And the third category is a slight misnomer, because it is not really Darlings at all, but actual buggery bollocks, it’s just you are so lost in deadline madness that you cannot see and need someone else to point it out to you.
So I set up a Dead Darlings file, which softens the pain. I am not doing delete, delete, so the agonisingly crafted words fly out into the ether, laughing at my puny plan. I do cut, and paste, so the poor battered things may live to fight another day.
I wrote another 729 words after the editing conference, and then snuck back to the Darlings file like a naughty child into a sweet cupboard. (Is there such a thing as a sweet cupboard? Sorry, frontal cortex really is a car wreck now.)

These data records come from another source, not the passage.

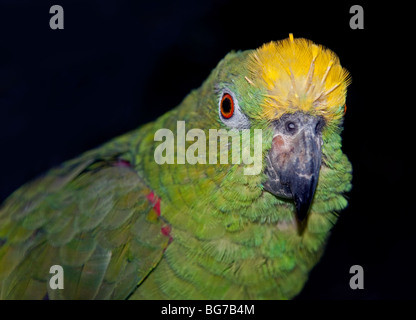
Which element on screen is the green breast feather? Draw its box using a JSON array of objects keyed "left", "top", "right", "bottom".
[{"left": 0, "top": 36, "right": 352, "bottom": 299}]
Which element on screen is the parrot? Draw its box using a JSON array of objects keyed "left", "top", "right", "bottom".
[{"left": 0, "top": 34, "right": 352, "bottom": 300}]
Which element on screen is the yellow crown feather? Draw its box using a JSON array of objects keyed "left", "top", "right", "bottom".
[{"left": 248, "top": 34, "right": 350, "bottom": 121}]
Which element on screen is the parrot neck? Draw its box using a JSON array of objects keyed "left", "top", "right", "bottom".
[{"left": 127, "top": 99, "right": 351, "bottom": 299}]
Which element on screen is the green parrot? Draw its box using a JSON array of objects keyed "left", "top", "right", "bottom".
[{"left": 0, "top": 34, "right": 352, "bottom": 299}]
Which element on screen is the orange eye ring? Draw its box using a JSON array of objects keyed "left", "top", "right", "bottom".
[{"left": 220, "top": 93, "right": 234, "bottom": 119}]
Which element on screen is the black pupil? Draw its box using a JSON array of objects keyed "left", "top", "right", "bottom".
[{"left": 222, "top": 97, "right": 231, "bottom": 114}]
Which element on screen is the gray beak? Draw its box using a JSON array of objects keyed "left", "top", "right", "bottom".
[{"left": 264, "top": 112, "right": 325, "bottom": 222}]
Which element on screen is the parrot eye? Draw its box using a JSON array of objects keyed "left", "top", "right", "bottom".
[
  {"left": 220, "top": 93, "right": 234, "bottom": 119},
  {"left": 218, "top": 88, "right": 250, "bottom": 129}
]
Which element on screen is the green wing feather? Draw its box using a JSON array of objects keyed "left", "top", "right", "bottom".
[{"left": 0, "top": 133, "right": 169, "bottom": 299}]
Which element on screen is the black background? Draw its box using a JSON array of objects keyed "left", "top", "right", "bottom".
[{"left": 0, "top": 0, "right": 416, "bottom": 299}]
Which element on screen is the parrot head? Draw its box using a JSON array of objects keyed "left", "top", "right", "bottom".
[{"left": 198, "top": 34, "right": 350, "bottom": 225}]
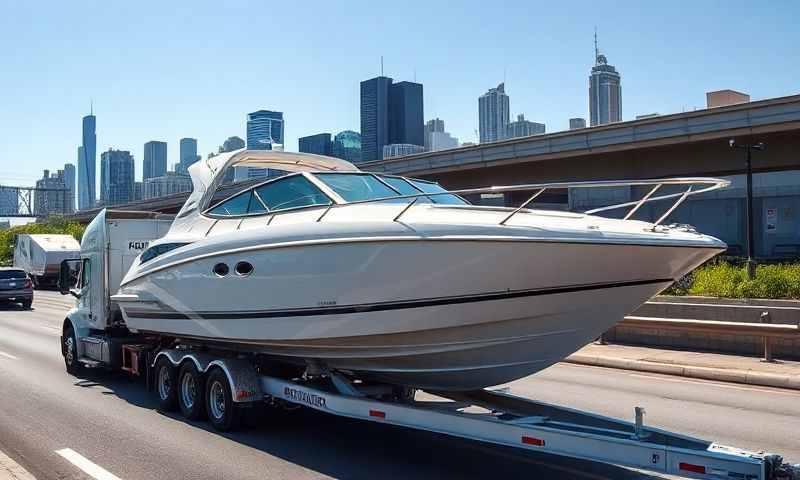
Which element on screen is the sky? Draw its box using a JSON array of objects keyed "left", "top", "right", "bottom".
[{"left": 0, "top": 0, "right": 800, "bottom": 185}]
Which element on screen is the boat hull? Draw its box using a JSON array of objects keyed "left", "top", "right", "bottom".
[{"left": 121, "top": 239, "right": 719, "bottom": 390}]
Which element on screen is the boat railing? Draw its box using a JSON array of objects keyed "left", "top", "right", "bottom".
[{"left": 317, "top": 177, "right": 730, "bottom": 228}]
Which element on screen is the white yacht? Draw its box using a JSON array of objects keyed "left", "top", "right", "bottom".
[{"left": 114, "top": 150, "right": 726, "bottom": 390}]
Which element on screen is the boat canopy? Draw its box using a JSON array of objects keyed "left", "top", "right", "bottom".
[{"left": 178, "top": 149, "right": 360, "bottom": 217}]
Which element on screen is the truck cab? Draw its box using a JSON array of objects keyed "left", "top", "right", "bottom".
[{"left": 59, "top": 209, "right": 173, "bottom": 371}]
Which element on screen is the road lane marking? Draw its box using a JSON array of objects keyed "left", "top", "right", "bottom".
[
  {"left": 628, "top": 373, "right": 800, "bottom": 397},
  {"left": 558, "top": 363, "right": 800, "bottom": 397},
  {"left": 0, "top": 451, "right": 36, "bottom": 480},
  {"left": 56, "top": 448, "right": 120, "bottom": 480},
  {"left": 39, "top": 325, "right": 61, "bottom": 337},
  {"left": 0, "top": 351, "right": 19, "bottom": 360}
]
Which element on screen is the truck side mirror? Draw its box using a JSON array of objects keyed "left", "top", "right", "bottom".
[{"left": 58, "top": 259, "right": 81, "bottom": 295}]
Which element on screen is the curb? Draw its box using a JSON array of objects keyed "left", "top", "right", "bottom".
[{"left": 564, "top": 354, "right": 800, "bottom": 390}]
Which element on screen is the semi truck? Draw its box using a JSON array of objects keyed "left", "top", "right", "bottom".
[
  {"left": 59, "top": 210, "right": 800, "bottom": 480},
  {"left": 14, "top": 234, "right": 81, "bottom": 288}
]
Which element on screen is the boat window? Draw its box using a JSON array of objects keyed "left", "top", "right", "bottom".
[
  {"left": 379, "top": 175, "right": 431, "bottom": 203},
  {"left": 209, "top": 190, "right": 253, "bottom": 217},
  {"left": 140, "top": 243, "right": 188, "bottom": 263},
  {"left": 256, "top": 175, "right": 331, "bottom": 211},
  {"left": 315, "top": 173, "right": 410, "bottom": 203},
  {"left": 409, "top": 179, "right": 467, "bottom": 205},
  {"left": 247, "top": 195, "right": 267, "bottom": 213}
]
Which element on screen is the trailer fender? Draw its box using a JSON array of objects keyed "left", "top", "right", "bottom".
[{"left": 151, "top": 350, "right": 264, "bottom": 403}]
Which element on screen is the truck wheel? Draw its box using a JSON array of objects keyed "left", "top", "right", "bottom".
[
  {"left": 206, "top": 368, "right": 240, "bottom": 432},
  {"left": 178, "top": 361, "right": 206, "bottom": 420},
  {"left": 61, "top": 325, "right": 83, "bottom": 376},
  {"left": 156, "top": 357, "right": 178, "bottom": 412}
]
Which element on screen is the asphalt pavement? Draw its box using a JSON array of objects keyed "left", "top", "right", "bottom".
[{"left": 0, "top": 291, "right": 800, "bottom": 480}]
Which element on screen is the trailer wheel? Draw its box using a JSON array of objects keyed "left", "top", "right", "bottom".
[
  {"left": 206, "top": 368, "right": 240, "bottom": 432},
  {"left": 178, "top": 361, "right": 206, "bottom": 420},
  {"left": 61, "top": 325, "right": 83, "bottom": 376},
  {"left": 156, "top": 357, "right": 178, "bottom": 412}
]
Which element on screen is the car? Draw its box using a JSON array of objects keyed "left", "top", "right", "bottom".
[{"left": 0, "top": 267, "right": 33, "bottom": 309}]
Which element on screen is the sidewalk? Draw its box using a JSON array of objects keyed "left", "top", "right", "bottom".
[{"left": 565, "top": 343, "right": 800, "bottom": 390}]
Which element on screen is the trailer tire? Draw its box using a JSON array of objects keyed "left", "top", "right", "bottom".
[
  {"left": 61, "top": 325, "right": 83, "bottom": 377},
  {"left": 205, "top": 368, "right": 241, "bottom": 432},
  {"left": 156, "top": 357, "right": 178, "bottom": 412},
  {"left": 178, "top": 361, "right": 206, "bottom": 420}
]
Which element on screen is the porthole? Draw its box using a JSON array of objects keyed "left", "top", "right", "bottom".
[
  {"left": 233, "top": 262, "right": 253, "bottom": 277},
  {"left": 214, "top": 263, "right": 230, "bottom": 277}
]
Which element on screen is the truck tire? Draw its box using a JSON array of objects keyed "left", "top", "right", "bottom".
[
  {"left": 156, "top": 356, "right": 178, "bottom": 412},
  {"left": 178, "top": 361, "right": 206, "bottom": 420},
  {"left": 61, "top": 325, "right": 83, "bottom": 376},
  {"left": 206, "top": 368, "right": 241, "bottom": 432}
]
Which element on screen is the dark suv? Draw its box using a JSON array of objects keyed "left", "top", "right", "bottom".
[{"left": 0, "top": 267, "right": 33, "bottom": 309}]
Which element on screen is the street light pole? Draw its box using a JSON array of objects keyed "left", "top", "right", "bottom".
[{"left": 728, "top": 139, "right": 764, "bottom": 280}]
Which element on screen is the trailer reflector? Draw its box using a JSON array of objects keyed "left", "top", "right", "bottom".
[
  {"left": 522, "top": 435, "right": 544, "bottom": 447},
  {"left": 678, "top": 462, "right": 706, "bottom": 473}
]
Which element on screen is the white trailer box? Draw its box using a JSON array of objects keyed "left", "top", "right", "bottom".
[{"left": 14, "top": 234, "right": 81, "bottom": 286}]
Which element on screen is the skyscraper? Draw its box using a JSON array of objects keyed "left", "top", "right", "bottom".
[
  {"left": 219, "top": 137, "right": 245, "bottom": 153},
  {"left": 100, "top": 148, "right": 135, "bottom": 205},
  {"left": 505, "top": 114, "right": 545, "bottom": 138},
  {"left": 297, "top": 133, "right": 333, "bottom": 155},
  {"left": 0, "top": 187, "right": 19, "bottom": 217},
  {"left": 478, "top": 83, "right": 509, "bottom": 143},
  {"left": 389, "top": 82, "right": 425, "bottom": 147},
  {"left": 331, "top": 130, "right": 361, "bottom": 163},
  {"left": 589, "top": 32, "right": 622, "bottom": 126},
  {"left": 33, "top": 170, "right": 69, "bottom": 217},
  {"left": 175, "top": 138, "right": 200, "bottom": 173},
  {"left": 78, "top": 112, "right": 97, "bottom": 210},
  {"left": 247, "top": 110, "right": 283, "bottom": 150},
  {"left": 569, "top": 117, "right": 586, "bottom": 130},
  {"left": 361, "top": 76, "right": 425, "bottom": 161},
  {"left": 361, "top": 76, "right": 392, "bottom": 162},
  {"left": 64, "top": 163, "right": 75, "bottom": 213},
  {"left": 143, "top": 140, "right": 167, "bottom": 182},
  {"left": 424, "top": 118, "right": 444, "bottom": 150}
]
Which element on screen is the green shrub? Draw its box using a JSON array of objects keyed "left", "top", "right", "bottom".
[
  {"left": 0, "top": 219, "right": 86, "bottom": 265},
  {"left": 676, "top": 262, "right": 800, "bottom": 299}
]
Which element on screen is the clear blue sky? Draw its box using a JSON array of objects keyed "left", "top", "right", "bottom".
[{"left": 0, "top": 0, "right": 800, "bottom": 184}]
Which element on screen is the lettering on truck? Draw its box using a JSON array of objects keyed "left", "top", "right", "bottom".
[
  {"left": 283, "top": 387, "right": 326, "bottom": 408},
  {"left": 128, "top": 240, "right": 150, "bottom": 250}
]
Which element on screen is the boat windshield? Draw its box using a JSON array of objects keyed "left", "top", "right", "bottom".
[
  {"left": 409, "top": 179, "right": 467, "bottom": 205},
  {"left": 314, "top": 173, "right": 406, "bottom": 203},
  {"left": 209, "top": 175, "right": 331, "bottom": 217}
]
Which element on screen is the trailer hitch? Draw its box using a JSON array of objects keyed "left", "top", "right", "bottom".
[{"left": 764, "top": 454, "right": 800, "bottom": 480}]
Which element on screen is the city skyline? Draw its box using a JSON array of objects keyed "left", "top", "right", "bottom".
[{"left": 0, "top": 3, "right": 798, "bottom": 185}]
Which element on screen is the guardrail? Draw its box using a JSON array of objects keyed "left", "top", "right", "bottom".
[{"left": 612, "top": 313, "right": 800, "bottom": 362}]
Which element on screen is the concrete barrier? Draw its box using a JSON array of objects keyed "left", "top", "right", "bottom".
[{"left": 603, "top": 296, "right": 800, "bottom": 359}]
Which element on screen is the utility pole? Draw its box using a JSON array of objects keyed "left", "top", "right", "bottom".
[{"left": 728, "top": 138, "right": 765, "bottom": 280}]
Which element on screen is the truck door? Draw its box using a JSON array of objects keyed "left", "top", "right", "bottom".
[{"left": 78, "top": 258, "right": 93, "bottom": 322}]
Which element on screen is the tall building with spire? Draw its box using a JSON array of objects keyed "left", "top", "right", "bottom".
[
  {"left": 78, "top": 107, "right": 97, "bottom": 210},
  {"left": 478, "top": 83, "right": 510, "bottom": 143},
  {"left": 589, "top": 31, "right": 622, "bottom": 126}
]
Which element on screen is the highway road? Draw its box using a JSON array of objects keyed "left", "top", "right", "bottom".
[{"left": 0, "top": 291, "right": 800, "bottom": 480}]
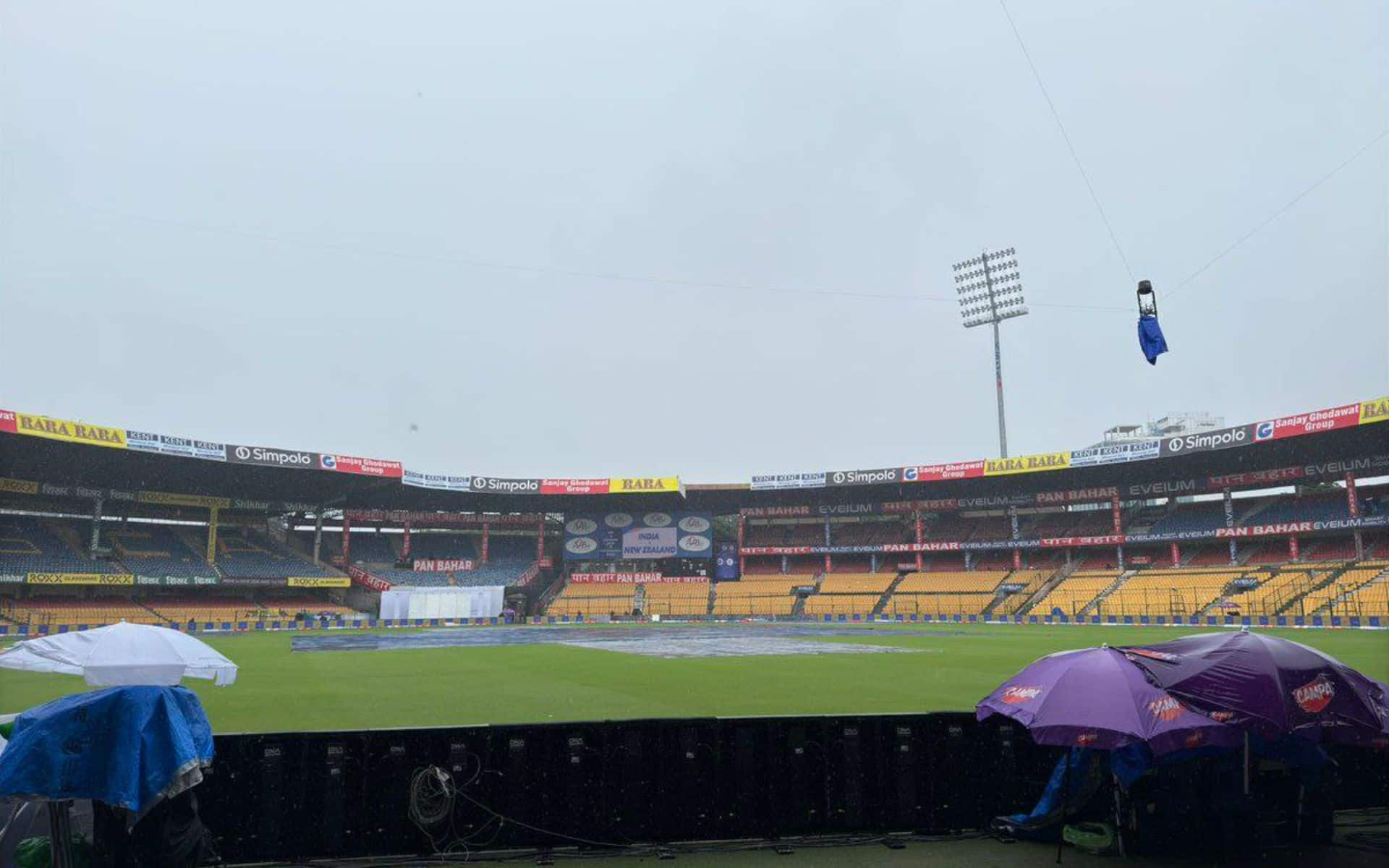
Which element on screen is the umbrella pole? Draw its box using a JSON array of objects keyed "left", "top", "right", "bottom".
[
  {"left": 48, "top": 799, "right": 72, "bottom": 868},
  {"left": 1110, "top": 775, "right": 1125, "bottom": 859},
  {"left": 1055, "top": 747, "right": 1075, "bottom": 865},
  {"left": 1244, "top": 732, "right": 1249, "bottom": 796}
]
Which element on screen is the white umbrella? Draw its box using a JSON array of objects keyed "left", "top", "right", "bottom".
[{"left": 0, "top": 621, "right": 236, "bottom": 687}]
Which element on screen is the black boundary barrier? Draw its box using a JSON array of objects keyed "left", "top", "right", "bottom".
[{"left": 196, "top": 712, "right": 1389, "bottom": 862}]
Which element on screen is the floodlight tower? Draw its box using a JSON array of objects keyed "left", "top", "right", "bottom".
[{"left": 950, "top": 247, "right": 1028, "bottom": 459}]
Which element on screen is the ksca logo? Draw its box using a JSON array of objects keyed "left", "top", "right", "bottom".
[
  {"left": 1294, "top": 672, "right": 1336, "bottom": 714},
  {"left": 998, "top": 687, "right": 1042, "bottom": 705},
  {"left": 1147, "top": 696, "right": 1182, "bottom": 720}
]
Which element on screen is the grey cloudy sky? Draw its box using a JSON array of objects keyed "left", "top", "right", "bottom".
[{"left": 0, "top": 0, "right": 1389, "bottom": 482}]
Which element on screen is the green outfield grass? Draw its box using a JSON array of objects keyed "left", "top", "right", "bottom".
[{"left": 0, "top": 625, "right": 1389, "bottom": 732}]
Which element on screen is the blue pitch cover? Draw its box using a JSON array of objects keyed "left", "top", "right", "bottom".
[
  {"left": 1137, "top": 315, "right": 1167, "bottom": 365},
  {"left": 0, "top": 686, "right": 213, "bottom": 812}
]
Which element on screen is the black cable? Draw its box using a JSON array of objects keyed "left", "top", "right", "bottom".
[
  {"left": 998, "top": 0, "right": 1137, "bottom": 280},
  {"left": 59, "top": 203, "right": 1129, "bottom": 312},
  {"left": 1172, "top": 127, "right": 1389, "bottom": 299}
]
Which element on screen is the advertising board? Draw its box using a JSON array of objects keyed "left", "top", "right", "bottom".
[{"left": 564, "top": 510, "right": 714, "bottom": 561}]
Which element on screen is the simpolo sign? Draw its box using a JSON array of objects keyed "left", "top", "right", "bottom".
[
  {"left": 226, "top": 443, "right": 318, "bottom": 469},
  {"left": 1158, "top": 424, "right": 1257, "bottom": 459},
  {"left": 825, "top": 467, "right": 901, "bottom": 486},
  {"left": 472, "top": 477, "right": 540, "bottom": 495}
]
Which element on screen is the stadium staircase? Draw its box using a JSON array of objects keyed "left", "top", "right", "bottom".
[
  {"left": 1075, "top": 569, "right": 1137, "bottom": 616},
  {"left": 44, "top": 521, "right": 92, "bottom": 557},
  {"left": 870, "top": 571, "right": 905, "bottom": 618},
  {"left": 1268, "top": 565, "right": 1345, "bottom": 616},
  {"left": 1016, "top": 561, "right": 1081, "bottom": 616},
  {"left": 535, "top": 576, "right": 569, "bottom": 616},
  {"left": 174, "top": 528, "right": 226, "bottom": 578},
  {"left": 789, "top": 582, "right": 820, "bottom": 618},
  {"left": 130, "top": 599, "right": 174, "bottom": 622},
  {"left": 1307, "top": 564, "right": 1389, "bottom": 616},
  {"left": 275, "top": 533, "right": 340, "bottom": 572}
]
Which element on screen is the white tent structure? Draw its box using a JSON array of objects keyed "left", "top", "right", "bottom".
[{"left": 0, "top": 621, "right": 236, "bottom": 687}]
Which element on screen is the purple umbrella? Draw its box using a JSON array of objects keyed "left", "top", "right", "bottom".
[
  {"left": 1120, "top": 631, "right": 1389, "bottom": 744},
  {"left": 975, "top": 647, "right": 1241, "bottom": 755}
]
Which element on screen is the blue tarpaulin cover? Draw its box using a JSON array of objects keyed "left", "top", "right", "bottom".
[
  {"left": 1137, "top": 315, "right": 1167, "bottom": 365},
  {"left": 0, "top": 686, "right": 213, "bottom": 812}
]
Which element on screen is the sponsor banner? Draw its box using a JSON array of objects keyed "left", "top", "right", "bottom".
[
  {"left": 203, "top": 507, "right": 221, "bottom": 564},
  {"left": 825, "top": 467, "right": 903, "bottom": 488},
  {"left": 815, "top": 503, "right": 882, "bottom": 515},
  {"left": 285, "top": 576, "right": 352, "bottom": 587},
  {"left": 1360, "top": 397, "right": 1389, "bottom": 425},
  {"left": 27, "top": 572, "right": 135, "bottom": 584},
  {"left": 0, "top": 477, "right": 39, "bottom": 495},
  {"left": 1037, "top": 533, "right": 1131, "bottom": 548},
  {"left": 472, "top": 477, "right": 540, "bottom": 495},
  {"left": 1033, "top": 483, "right": 1120, "bottom": 506},
  {"left": 14, "top": 412, "right": 125, "bottom": 448},
  {"left": 750, "top": 474, "right": 825, "bottom": 492},
  {"left": 622, "top": 528, "right": 676, "bottom": 561},
  {"left": 1071, "top": 439, "right": 1163, "bottom": 467},
  {"left": 714, "top": 543, "right": 739, "bottom": 582},
  {"left": 224, "top": 443, "right": 318, "bottom": 469},
  {"left": 135, "top": 575, "right": 217, "bottom": 587},
  {"left": 1206, "top": 467, "right": 1307, "bottom": 489},
  {"left": 1254, "top": 404, "right": 1362, "bottom": 442},
  {"left": 540, "top": 477, "right": 613, "bottom": 495},
  {"left": 347, "top": 565, "right": 391, "bottom": 590},
  {"left": 569, "top": 572, "right": 661, "bottom": 584},
  {"left": 1125, "top": 479, "right": 1205, "bottom": 497},
  {"left": 569, "top": 572, "right": 708, "bottom": 584},
  {"left": 738, "top": 507, "right": 815, "bottom": 518},
  {"left": 1158, "top": 425, "right": 1257, "bottom": 459},
  {"left": 222, "top": 576, "right": 285, "bottom": 587},
  {"left": 738, "top": 503, "right": 883, "bottom": 518},
  {"left": 882, "top": 495, "right": 1033, "bottom": 514},
  {"left": 907, "top": 540, "right": 960, "bottom": 551},
  {"left": 983, "top": 453, "right": 1071, "bottom": 477},
  {"left": 412, "top": 558, "right": 472, "bottom": 572},
  {"left": 318, "top": 453, "right": 404, "bottom": 479},
  {"left": 400, "top": 469, "right": 472, "bottom": 492},
  {"left": 125, "top": 429, "right": 226, "bottom": 461},
  {"left": 564, "top": 511, "right": 714, "bottom": 561},
  {"left": 608, "top": 477, "right": 684, "bottom": 495},
  {"left": 1215, "top": 515, "right": 1389, "bottom": 539},
  {"left": 346, "top": 510, "right": 540, "bottom": 530},
  {"left": 960, "top": 539, "right": 1042, "bottom": 551},
  {"left": 901, "top": 459, "right": 985, "bottom": 482},
  {"left": 136, "top": 492, "right": 232, "bottom": 510}
]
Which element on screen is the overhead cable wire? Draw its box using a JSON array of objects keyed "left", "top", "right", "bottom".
[
  {"left": 998, "top": 0, "right": 1137, "bottom": 281},
  {"left": 1167, "top": 129, "right": 1389, "bottom": 299},
  {"left": 62, "top": 204, "right": 1128, "bottom": 312}
]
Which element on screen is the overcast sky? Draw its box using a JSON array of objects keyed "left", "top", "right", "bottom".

And here is the thing. Some of it was awful. Torn out of context, the repetitive tropes or flat platitudes stared reproachfully up at me from the page. Then there was some reasonable stuff, but I could see quite well it was extraneous. And then there were some glittery little Saxon hoards, some piles of treasure, and I dusted them off, polished them a little, held them up to the light, and in a terrible act of transgressive defiance, put them back in.
All I can say is it is a bloody good thing the Co-Writer is far too busy to read this blog at the moment.
Here is the really crazy part. The Dead Darlings file is now 7000 words long. Even after that bloody cull, I have still written 99,000 words of book, and I have decided that there must be a culture chapter. I want to put in stuff about Queen Elizabeth I, because a book is not a book without a bit of Virgin Queen.
There is a very real danger that I am now completely out of control.
Two sets of photographs today. The first are from last night, when I was driving back from a village about six miles to our north-east. This is what I got to see on the drive home:
The farmers are finally getting the harvest in, after the cold summer and the dank of the last couple of weeks, which made them despair. But now look:
I always think they look like great cotton reels:
Then there are the wild blue mountains, which roll like the sea:
To the north, the view is very typical of this county, with its lush farmland and wooded hills behind and coat of many colours look:
The road home:
Coming back to my house from the south, this is what I see:
And then there was this fella:
Staring right at me, bold as brass:
This evening, in the garden, the little sedum cutting really seems to have taken:
One lone astrantia is putting out a second flowering:
Every day I think the lavender must be over, but it keeps on keeping on:
I'm afraid there might be rather a lot of the geraniums, hydrangea and marjoram over the next few days:
The pot table:
Pigeon, offering three of her different faces.
Mid-ball happy face:
Imperative sniffing the air pose:
(She does this quite a lot. I always wonder what it is, exactly, that she is scenting. It reminds me very much of her sister.)
I am inscrutable, elegant, and many other adjectives that only dogs can hear:
And the hill, rather faded and mauve behind the increasingly gaudy young horse chestnut:
I hope you had a fine Friday.
I have to work early tomorrow, but I am quite seriously considering saying sod it and making myself a very dry martini. There is Smirnoff Black in the freezer. It seems rude not to.